No se acongoje, querida -usted bien sabe que me gusta llamarla de esa manera anónima aunque mis intenciones jamás lo sean-, no se apachuche ni se amedrente. No me deje solo en esta noche tal vez más oscura que las anteriores. Porque debería saber que cada una de las que le han sucedido a usted han sido más y más negras (si es que eso fuese posible), más y más ausentes de todo aquello que usted coloreaba con su presencia. Y si no me cree, o acaso supone que exagero, fíjese lo que he demorado en volver a escribirle. Por favor, no me recrimine lo que escribo para quién sabe quien, esas son sólo palabras sueltas, oraciones sin sujeto predicadas desde el insomnio que me provoca aún este temor de no volverla a cruzar en una plaza, en un bar o en una cama.
Le aclaro que, finalmente, he decidido que usted no figurará en ningún comentario nunca, ni siquiera diré su nombre como una especie de alivio aunque me obligue la muerte o, peor aún, aunque me muera de ganas. Usted será en estás hojas la de siempre, la que se va sin que nadie la llame y vuelve sin necesidad de que la eche ese a quien usted ha decidido dejar al cuidado de todo aquello que yo imagino cuando escribo para usted. Eso sí, tenga en cuenta que cuando yo le escribo, usted queda bajo mi jurisdicción, y que dentro de los límites que demarcan estos márgenes, sus odiosas pataletas y sus caprichosos enojos de antaño no la van a exonerar del cariño que, sólo como introducción, yo le demostraré invariablemente hasta convertirlo en un amor ostensible.

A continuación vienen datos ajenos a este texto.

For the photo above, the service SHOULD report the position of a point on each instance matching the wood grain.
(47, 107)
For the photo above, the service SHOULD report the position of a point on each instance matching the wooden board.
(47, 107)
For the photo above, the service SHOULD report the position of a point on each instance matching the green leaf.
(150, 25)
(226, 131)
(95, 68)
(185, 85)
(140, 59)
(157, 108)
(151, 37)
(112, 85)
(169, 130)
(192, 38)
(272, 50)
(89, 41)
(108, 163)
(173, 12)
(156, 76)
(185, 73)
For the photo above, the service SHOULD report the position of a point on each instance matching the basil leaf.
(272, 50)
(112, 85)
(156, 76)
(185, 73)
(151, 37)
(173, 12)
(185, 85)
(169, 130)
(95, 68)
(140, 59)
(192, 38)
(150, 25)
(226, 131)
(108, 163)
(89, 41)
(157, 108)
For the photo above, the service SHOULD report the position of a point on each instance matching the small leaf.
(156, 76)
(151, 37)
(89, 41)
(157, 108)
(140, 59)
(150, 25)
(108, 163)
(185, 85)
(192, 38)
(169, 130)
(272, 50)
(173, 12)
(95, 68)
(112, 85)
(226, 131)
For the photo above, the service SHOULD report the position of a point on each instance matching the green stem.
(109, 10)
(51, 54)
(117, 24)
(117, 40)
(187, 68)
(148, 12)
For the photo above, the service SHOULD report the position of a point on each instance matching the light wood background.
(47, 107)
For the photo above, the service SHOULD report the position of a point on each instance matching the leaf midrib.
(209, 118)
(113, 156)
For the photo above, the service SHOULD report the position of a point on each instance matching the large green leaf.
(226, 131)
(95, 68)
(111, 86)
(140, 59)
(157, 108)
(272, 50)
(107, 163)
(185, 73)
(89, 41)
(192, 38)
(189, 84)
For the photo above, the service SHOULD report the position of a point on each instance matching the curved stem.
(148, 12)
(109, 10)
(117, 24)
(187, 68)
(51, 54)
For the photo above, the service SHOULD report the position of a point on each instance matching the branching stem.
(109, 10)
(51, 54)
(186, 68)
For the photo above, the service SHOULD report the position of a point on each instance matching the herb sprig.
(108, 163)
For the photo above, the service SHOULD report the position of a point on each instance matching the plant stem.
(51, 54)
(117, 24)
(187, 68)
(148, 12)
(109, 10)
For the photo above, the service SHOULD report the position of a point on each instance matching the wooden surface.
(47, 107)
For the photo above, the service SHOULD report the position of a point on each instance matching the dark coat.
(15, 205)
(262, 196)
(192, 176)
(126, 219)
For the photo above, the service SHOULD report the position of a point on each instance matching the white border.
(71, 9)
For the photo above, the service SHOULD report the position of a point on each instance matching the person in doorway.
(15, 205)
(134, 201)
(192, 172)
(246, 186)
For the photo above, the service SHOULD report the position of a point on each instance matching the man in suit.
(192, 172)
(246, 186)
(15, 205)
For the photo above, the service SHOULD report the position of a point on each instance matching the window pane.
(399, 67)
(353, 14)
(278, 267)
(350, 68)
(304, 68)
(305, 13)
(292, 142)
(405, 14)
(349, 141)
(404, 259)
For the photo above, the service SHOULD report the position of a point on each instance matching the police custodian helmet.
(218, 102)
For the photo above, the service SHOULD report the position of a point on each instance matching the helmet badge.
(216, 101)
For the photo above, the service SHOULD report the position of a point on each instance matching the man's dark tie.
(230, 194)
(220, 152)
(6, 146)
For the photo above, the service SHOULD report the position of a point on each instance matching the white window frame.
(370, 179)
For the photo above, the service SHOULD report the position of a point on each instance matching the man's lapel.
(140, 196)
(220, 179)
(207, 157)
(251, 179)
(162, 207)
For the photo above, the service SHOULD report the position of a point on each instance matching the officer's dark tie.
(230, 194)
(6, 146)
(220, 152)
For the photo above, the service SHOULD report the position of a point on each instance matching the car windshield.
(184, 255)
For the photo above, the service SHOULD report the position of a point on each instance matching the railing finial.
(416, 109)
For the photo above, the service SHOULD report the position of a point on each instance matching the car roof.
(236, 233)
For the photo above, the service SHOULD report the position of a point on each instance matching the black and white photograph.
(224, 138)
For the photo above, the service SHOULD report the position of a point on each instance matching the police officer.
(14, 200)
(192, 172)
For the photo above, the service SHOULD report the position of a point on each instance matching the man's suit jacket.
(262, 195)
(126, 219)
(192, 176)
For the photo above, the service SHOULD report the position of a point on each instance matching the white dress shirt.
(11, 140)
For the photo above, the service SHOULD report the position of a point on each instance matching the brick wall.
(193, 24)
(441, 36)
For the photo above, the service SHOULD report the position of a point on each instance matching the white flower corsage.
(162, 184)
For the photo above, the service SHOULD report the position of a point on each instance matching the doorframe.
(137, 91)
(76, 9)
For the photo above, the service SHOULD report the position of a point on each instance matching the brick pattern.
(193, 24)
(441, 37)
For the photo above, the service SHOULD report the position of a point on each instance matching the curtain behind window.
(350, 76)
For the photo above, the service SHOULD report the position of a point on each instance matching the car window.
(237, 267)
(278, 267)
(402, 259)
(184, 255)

Vamos, ríase de mí lo que le plazca. Al menos de esa manera volveré a hacer mía aquella sonrisa que portaba inescrupulosamente a mi alrededor, y usted hará suyas mis emociones y las estúpidas justificaciones que deberé esgrimir para nadie buscando justificar el alegre contagio que me provoque su burla. Sin embargo, usted deberá justificar mucho más que eso. Usted, querida (ya ve cómo me pone...) deberá testimoniar cómo fue posible que un don nadie como yo se viera en la responsabilidad de lidiar con su recuerdo sin importar todos los túneles oscuros que se presentaran, ni las luces que asomaran cada tantos semestres. Es que, como creo haberle dicho (escrito) alguna vez, no soy yo quien le escribe. Claro, tampoco es que no lo soy. Es más bien un trabajo conjunto entre quien ha muerto en el intento y quien ha sobrevivido para contarlo. Pues bien, aquí estoy yo, el vivo y el muerto, el que ya no la busca y el que la encuentra en cada rincón de este vaso vacío que, como cada vez que nos encontramos -usted y yo-, me aguarda paciente.

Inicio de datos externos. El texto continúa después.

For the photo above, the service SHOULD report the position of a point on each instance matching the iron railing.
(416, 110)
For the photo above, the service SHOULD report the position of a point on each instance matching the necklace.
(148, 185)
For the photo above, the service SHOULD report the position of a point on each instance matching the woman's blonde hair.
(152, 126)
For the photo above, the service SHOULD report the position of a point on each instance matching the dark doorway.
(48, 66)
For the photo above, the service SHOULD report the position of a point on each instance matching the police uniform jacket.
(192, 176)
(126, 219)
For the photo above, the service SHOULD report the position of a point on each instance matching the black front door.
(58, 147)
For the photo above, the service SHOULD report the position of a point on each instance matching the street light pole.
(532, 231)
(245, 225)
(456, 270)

Así es, aquí estamos, usted y yo como un hecho histórico sin proceso alguno que pudiera servir como objeto de estudio. Digámoslo sin vueltas: ¿qué archivo podríamos hallar a esta altura para corroborar las fechas y los actores de un par de meses de desencuentros y algunas batallas mediocres y sin armisticio? Porque, por más que al principio aquello pareciese una blietzkrieg amorosa, al final no pasó de una escaramuza entre pobres caudillos venidos a menos y unos ejércitos desmoralizados y vencidos de antemano.
Pero volviendo a lo que nos ocupa -esa abuela que regula al mundo-, sepa que usted también tendrá que convivir con esta vida y esta muerte, con estos hiatos y esta caterva de imbecilidades que de vez en cuando me someten a su sombra y a su noche. Todo eso que aparenta ser olvido y desmemoria pero que, así, de esa manera tan paradójica, reafirma su existencia. Quiero decir: no espere nunca de mí la confesión del olvido. Porque no me corresponde a mí hacerlo. Porque no me toca a mí arrojar esa primera piedra. Porque nunca delataré a aquel que ha muerto tras sus pasos y resucitado de las tinieblas, debajo de estas letras, para sobrevivir eternamente.¡¿Cómo podría yo hacer semejante cosa?!
No, yo nunca diré de usted más que todo lo que la he querido. Porque si alguna vez escribiese como ahora que sí, que la he olvidado, no haría más que confesar, como ahora lo hago, que jamás pude olvidarla.